How are char arrays / strings stored in binary files?

3.8k Views Asked by At

When I compile this code using different compilers and inspect the output in a hex editor I am expecting to find the string "Nancy" somewhere.

#include <stdio.h>

int main()
{
    char temp[6] = "Nancy";
    printf("%s", temp);

    return 0;
}
  1. The output file for gcc -o main main.c looks like this:

    sdf

  2. The output for g++ -o main main.c, I can't see to find "Nancy" anywhere.

  3. Compiling the same code in visual studio (MSVC 1929) I see the full string in a hex editor:

Why do I get some random bytes in the middle of the string in (1)?

3

There are 3 best solutions below

8
On

There is no single rule about how a compiler stores data in the output files it produces.

Data can be stored in a “constant” section.

Data can be built into the “immediate” operands of instructions, in which data is encoded in various fields of the bits that encode an instruction.

Data can be computed from other data by instructions generated by the compiler.

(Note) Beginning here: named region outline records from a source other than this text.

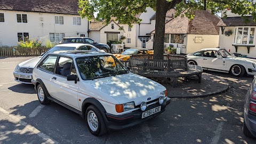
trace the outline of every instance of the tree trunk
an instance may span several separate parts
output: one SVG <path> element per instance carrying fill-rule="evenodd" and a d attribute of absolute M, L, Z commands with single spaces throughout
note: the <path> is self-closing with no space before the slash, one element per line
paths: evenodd
<path fill-rule="evenodd" d="M 154 44 L 154 59 L 164 58 L 164 39 L 165 15 L 167 11 L 166 0 L 157 0 L 156 2 L 156 31 Z"/>

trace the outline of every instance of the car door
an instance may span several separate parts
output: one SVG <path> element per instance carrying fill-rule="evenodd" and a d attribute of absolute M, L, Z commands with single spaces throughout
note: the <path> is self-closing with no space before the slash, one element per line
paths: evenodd
<path fill-rule="evenodd" d="M 204 67 L 213 71 L 226 71 L 227 65 L 225 59 L 217 58 L 220 55 L 217 51 L 207 51 L 204 53 Z"/>
<path fill-rule="evenodd" d="M 40 77 L 46 87 L 50 95 L 52 95 L 51 91 L 51 80 L 54 76 L 55 66 L 57 60 L 57 55 L 49 55 L 38 65 L 38 69 L 41 71 Z"/>
<path fill-rule="evenodd" d="M 77 99 L 79 82 L 68 81 L 67 76 L 76 75 L 76 71 L 70 58 L 60 57 L 56 65 L 55 75 L 52 78 L 52 97 L 70 106 L 79 109 Z"/>

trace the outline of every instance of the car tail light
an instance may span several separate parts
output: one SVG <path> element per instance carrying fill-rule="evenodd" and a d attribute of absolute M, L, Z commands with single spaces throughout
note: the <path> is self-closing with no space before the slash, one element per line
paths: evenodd
<path fill-rule="evenodd" d="M 251 98 L 253 100 L 256 100 L 256 92 L 253 91 L 252 93 L 251 94 Z"/>
<path fill-rule="evenodd" d="M 116 105 L 116 111 L 117 113 L 122 113 L 124 111 L 124 105 Z"/>
<path fill-rule="evenodd" d="M 256 104 L 251 102 L 250 103 L 250 110 L 256 113 Z"/>

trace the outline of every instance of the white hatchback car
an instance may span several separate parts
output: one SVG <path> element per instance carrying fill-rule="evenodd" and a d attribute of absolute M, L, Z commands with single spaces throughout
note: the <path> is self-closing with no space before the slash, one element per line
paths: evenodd
<path fill-rule="evenodd" d="M 110 58 L 115 66 L 108 63 Z M 49 53 L 36 66 L 33 77 L 41 103 L 53 101 L 79 114 L 95 135 L 155 117 L 171 101 L 164 86 L 130 73 L 109 53 Z"/>
<path fill-rule="evenodd" d="M 29 59 L 18 65 L 15 68 L 14 71 L 13 71 L 14 80 L 24 84 L 31 84 L 31 80 L 32 79 L 32 73 L 34 68 L 42 58 L 49 52 L 63 50 L 90 50 L 105 52 L 104 51 L 101 50 L 90 44 L 73 43 L 57 45 L 51 48 L 45 53 L 42 53 L 41 56 Z"/>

I suspect the case where you see “Nanc” in one place and “y” in another is the compiler using a load instruction (may be written with “mov”) that loads the bytes forming “Nanc” as an immediate operand and another load instruction that loads the bytes forming “y” with a trailing null character, along with other instructions to store the loaded data on the stack and pass its address to printf.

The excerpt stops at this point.